On Sunday, 22 July 1973, American artist Mierle Laderman Ukeles cleaned the front steps and courtyard of Hartford’s Wadsworth Atheneum during her now considered canonical performance, Hartford Wash : Washing, Tracks, Maintenance : Outside. While at the Wadsworth, Ukeles also spent four hours inside the museum washing its floors (Hartford Wash : Washing Tracks, Maintenance : Inside, also performed that day), dusting a display case (Transfer : The Maintenance of the Art Object, on Friday, 20 July 1973), and temporarily locking different doors in the museum during opening hours (The Keeping of the Keys : Maintenance as Security, on Friday, 20 July 1973).

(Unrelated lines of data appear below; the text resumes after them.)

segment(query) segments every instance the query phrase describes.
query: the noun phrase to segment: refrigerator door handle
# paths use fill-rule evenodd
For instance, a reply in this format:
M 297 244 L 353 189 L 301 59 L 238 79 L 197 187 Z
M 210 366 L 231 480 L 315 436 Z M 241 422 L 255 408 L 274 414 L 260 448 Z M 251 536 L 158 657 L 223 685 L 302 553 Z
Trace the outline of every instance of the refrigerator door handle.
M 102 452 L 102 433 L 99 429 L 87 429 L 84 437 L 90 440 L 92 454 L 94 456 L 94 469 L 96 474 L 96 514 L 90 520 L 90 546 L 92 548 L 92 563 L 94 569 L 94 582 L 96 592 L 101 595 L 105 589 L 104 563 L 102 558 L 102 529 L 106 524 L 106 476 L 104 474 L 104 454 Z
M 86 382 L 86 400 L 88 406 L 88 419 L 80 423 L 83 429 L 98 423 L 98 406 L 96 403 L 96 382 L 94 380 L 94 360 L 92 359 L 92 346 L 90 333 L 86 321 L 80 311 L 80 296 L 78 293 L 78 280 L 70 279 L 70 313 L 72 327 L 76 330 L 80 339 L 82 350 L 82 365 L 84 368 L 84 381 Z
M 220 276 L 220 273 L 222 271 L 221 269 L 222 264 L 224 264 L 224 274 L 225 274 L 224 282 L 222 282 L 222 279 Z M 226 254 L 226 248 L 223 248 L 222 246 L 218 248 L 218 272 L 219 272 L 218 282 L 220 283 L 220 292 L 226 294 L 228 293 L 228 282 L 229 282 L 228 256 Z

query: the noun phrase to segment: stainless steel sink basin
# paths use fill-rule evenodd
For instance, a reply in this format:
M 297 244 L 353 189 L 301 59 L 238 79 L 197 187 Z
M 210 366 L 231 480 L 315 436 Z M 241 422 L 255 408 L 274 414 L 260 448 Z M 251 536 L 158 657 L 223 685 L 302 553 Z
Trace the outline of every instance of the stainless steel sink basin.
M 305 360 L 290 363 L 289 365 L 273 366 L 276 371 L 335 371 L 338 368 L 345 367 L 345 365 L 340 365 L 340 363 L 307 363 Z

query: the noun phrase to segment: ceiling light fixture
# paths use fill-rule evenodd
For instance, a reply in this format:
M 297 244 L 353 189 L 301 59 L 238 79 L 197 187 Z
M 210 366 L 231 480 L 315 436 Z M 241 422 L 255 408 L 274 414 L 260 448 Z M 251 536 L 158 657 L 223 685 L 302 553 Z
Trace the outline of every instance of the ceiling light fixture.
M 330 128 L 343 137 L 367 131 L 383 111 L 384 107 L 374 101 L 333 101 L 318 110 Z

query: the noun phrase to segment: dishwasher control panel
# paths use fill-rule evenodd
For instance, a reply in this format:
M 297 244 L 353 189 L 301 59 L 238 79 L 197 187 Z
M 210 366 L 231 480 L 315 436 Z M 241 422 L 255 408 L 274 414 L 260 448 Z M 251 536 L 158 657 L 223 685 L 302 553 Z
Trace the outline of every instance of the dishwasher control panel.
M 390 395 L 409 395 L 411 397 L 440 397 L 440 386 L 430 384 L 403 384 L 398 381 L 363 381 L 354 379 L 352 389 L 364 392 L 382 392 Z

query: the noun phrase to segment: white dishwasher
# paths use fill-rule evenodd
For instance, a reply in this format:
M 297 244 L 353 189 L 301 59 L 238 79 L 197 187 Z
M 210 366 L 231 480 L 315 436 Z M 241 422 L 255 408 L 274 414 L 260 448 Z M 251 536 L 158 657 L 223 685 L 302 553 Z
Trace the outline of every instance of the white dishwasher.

Four decades later, on Saturday, 11 January 2014, I found myself thinking back to Ukeles’ performance as I helped to document a performance on Rabat’s avenue Mohamed V outside of L’appartement 22 (1). Entitled Spring Cleaning, this seven-hour long performance was an initiative of Women With Talents (WWT), an open but women-only collective founded in summer 2013 by Athens-based artists Georgia Kotretsos and Natasha Papadopoulou, joined in Rabat by artist Touda Bouanani (2). By 9:15 am that morning, I was drinking coffee with Georgia and Natasha as we waited for Touda and Maud Houssais, one of L’appartement 22’s coordinators. We sat outside of the café below L’appartement 22, where Georgia is currently an artist-in-residency, surrounded by four foot tall, rolled up cardboard stencils and blue buckets of cleaning supplies and with our view of the soon-to-be performance space partially obscured by the wide columns that support the street’s covered sidewalk, a relic of colonial-era French urbanism. Rabat is a quiet city, despite—or perhaps as a result of—being the capital and this early on a Saturday, the café and street were nearly empty. Those pedestrians who did pass by threw funny looks our way. This might have been because Georgia and Natasha were clad in oversized, slightly translucent, grey coveralls complete with pockets and hoods, like a HAZMAT suit made out of hospital gowns. But then again, three women sitting outside of a café can be reason enough to attract the attention of male pedestrians.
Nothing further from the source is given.